I’ve given up on it. I’m deeply unimpressed by what mineral research I’ve looked at—it all seems like my original comment, that they are useful chronically during development, but not acutely after you’re a grown adult (except in rare cases of major deficiency like iron deficiency for pica or anemia, which is equally useless).
Right, the evidence of supplementation isn’t great, but I have plenty of cites for dietary mineral intake reducing all or specific cause mortality compared to mineral deficient diets, in adults.
As of now my hypothesis is that mineral supplementation is probably good in the case of deficiencies, but still not nearly as good as optimizing diet to fix deficiency, because the human body is a sublimely complex system and that there are many important functional nutrition ratios important beyond the widely accepted ones such as Zinc/Copper, Sodium/Potassium, etc. When we supplement a mineral without taking these unknown ratios into account, we mess things up. Natural foods seem to contain minerals in amounts that are almost never actively harmful. Consider potassium, considered one of the most dangerous supplements by medical science. Compare to coconut water, extremely high in potassium, and quite difficult to overdose on.
Right now I’m supplementing with Concentrace, which is distilled minerals from the Great Salt Lake with the sodium removed. Mostly magnesium, which I suspect I am deficient in. I trust this magnesium supplement because it comes with a highly complex natural ratio of other minerals. That I’m not unknowingly displacing my vanadium or something because I’m getting a naturally tiny dose of vanadium (among other things).
Consider: Most of the Vitamin E on people’s shelves is almost literally poison. Vitamin E supplements may increase all-cause mortality.
However, the studies showing Vitamin E increasing all cause mortality mostly define Vitamin E as alpha-tocopherol, but this is incorrect. Vitamin E is eight different compounds, with gamma-tocopherol being the main dietary source.
If you take Vitamin E supplements, you should go check the label.

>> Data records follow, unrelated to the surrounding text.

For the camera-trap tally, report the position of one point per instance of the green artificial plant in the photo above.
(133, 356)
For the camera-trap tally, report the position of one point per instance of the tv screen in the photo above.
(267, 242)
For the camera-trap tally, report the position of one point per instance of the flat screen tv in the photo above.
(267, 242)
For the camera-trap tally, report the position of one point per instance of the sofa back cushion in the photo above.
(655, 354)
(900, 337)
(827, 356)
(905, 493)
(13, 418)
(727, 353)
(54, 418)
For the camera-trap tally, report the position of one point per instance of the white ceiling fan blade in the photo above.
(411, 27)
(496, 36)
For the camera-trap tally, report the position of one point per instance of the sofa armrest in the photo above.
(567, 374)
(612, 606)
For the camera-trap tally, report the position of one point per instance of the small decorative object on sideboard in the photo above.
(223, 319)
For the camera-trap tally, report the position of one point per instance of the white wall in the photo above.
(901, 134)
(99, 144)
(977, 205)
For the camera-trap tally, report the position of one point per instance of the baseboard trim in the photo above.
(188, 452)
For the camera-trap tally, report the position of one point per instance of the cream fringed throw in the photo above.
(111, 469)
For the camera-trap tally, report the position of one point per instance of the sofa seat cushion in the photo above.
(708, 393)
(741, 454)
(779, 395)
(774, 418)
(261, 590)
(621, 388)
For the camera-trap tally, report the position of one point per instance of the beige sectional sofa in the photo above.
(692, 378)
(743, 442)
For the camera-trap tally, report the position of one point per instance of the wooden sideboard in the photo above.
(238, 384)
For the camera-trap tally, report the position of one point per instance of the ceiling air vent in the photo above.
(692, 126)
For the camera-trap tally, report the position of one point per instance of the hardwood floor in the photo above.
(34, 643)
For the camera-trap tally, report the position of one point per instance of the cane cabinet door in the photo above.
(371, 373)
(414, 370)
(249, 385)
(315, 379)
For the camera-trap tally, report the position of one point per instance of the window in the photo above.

If it’s only alpha-tocopherol, you should throw it out. Vitamin E supplements should have mixed tocopherols listed as an ingredient. Even then, Vitamin E supplements comprised of mixed tocopherols plus alpha-tocopherol have much more weight of alpha-tocopherol than gamma-tocopherol. Is this bad? Well, it will definitely result in you having less gamma-tocopherol than if you were consuming natural foods high in Vitamin E. Given that these supplements were developed by groups that were almost making it up as they went along, as a rationalist, I’m increasingly inclined to trust nature.

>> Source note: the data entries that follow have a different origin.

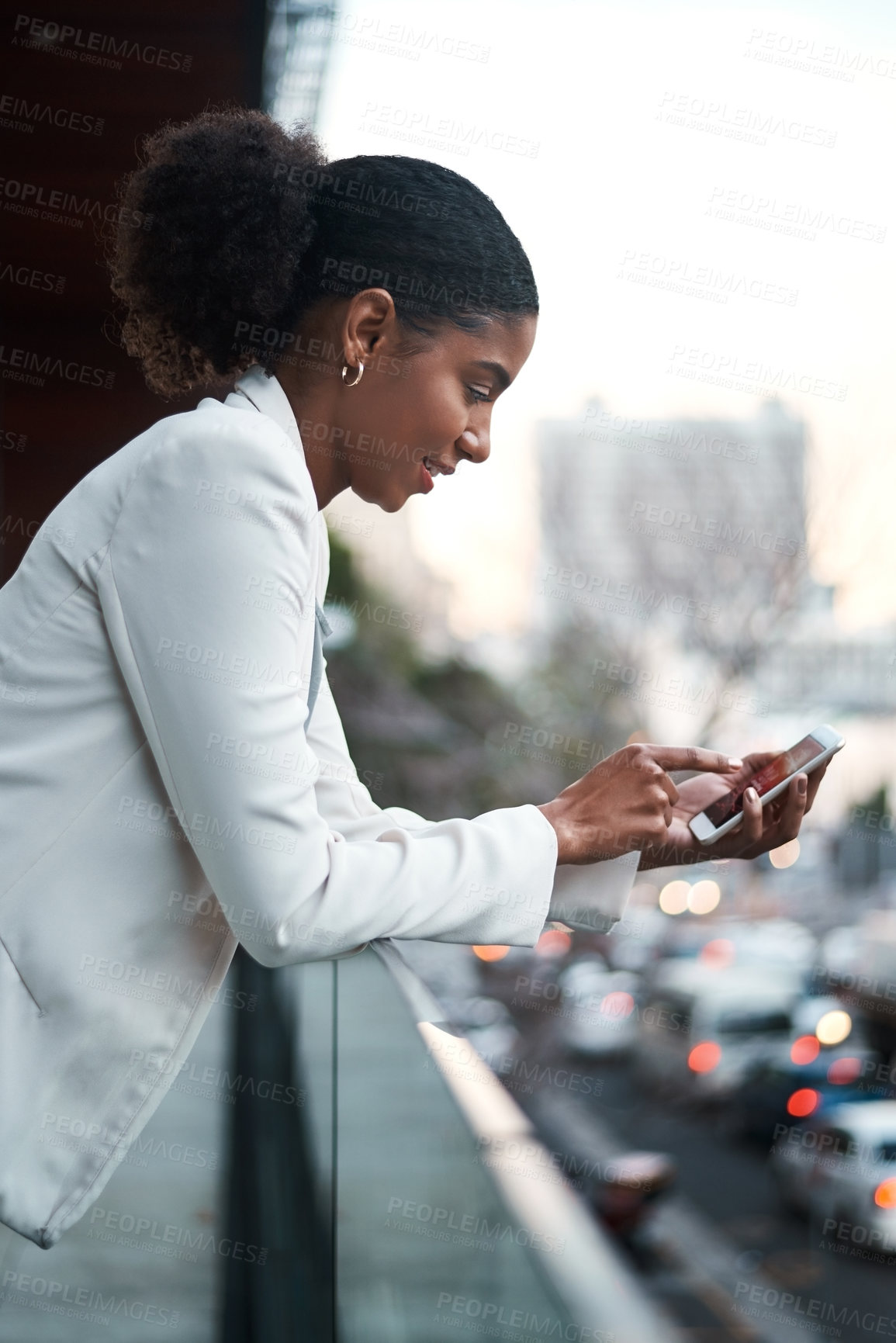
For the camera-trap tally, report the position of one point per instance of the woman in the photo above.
(174, 771)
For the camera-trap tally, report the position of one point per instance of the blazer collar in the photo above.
(270, 399)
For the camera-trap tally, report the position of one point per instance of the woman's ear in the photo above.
(370, 320)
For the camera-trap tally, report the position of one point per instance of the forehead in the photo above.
(500, 340)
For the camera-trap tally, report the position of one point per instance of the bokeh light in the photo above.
(617, 1003)
(844, 1071)
(886, 1192)
(704, 898)
(835, 1026)
(673, 898)
(718, 953)
(554, 943)
(786, 854)
(704, 1056)
(804, 1102)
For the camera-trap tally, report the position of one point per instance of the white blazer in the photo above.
(163, 795)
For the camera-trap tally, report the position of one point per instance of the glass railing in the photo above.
(400, 1192)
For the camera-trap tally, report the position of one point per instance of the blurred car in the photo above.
(703, 1026)
(841, 1172)
(597, 1013)
(780, 1088)
(490, 1028)
(765, 943)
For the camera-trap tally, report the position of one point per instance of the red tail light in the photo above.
(886, 1192)
(704, 1056)
(804, 1102)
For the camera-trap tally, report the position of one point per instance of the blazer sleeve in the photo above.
(590, 898)
(207, 589)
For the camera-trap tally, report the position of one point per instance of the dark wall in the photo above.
(81, 86)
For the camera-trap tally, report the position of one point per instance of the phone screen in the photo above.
(780, 768)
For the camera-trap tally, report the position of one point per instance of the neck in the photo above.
(313, 404)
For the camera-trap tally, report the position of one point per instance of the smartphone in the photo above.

That current state of medical knowledge doesn’t allow to make any well-supported recommendation should be a possible valid conclusion. It has nontrivial predictive power about possible recommendations, namely that any recommendations are expected to be bogus. It suggests that the current best recommendation is to take no dietary mineral supplements.
I think it strongly suggests that you should try to eat food that maximizes the likelihood that you will test in vague healthy ranges for nutritional diagnostic testing. Of course, evidence on nutritional diagnostic testing is in just as bad of research shape as nutrition itself, but still useful when the goal is actually to improve people’s health.
You should turn what you’ve done into a post at least.
I didn’t keep terribly good notes, so I’m not going to bother; people can just see what the contestants produce.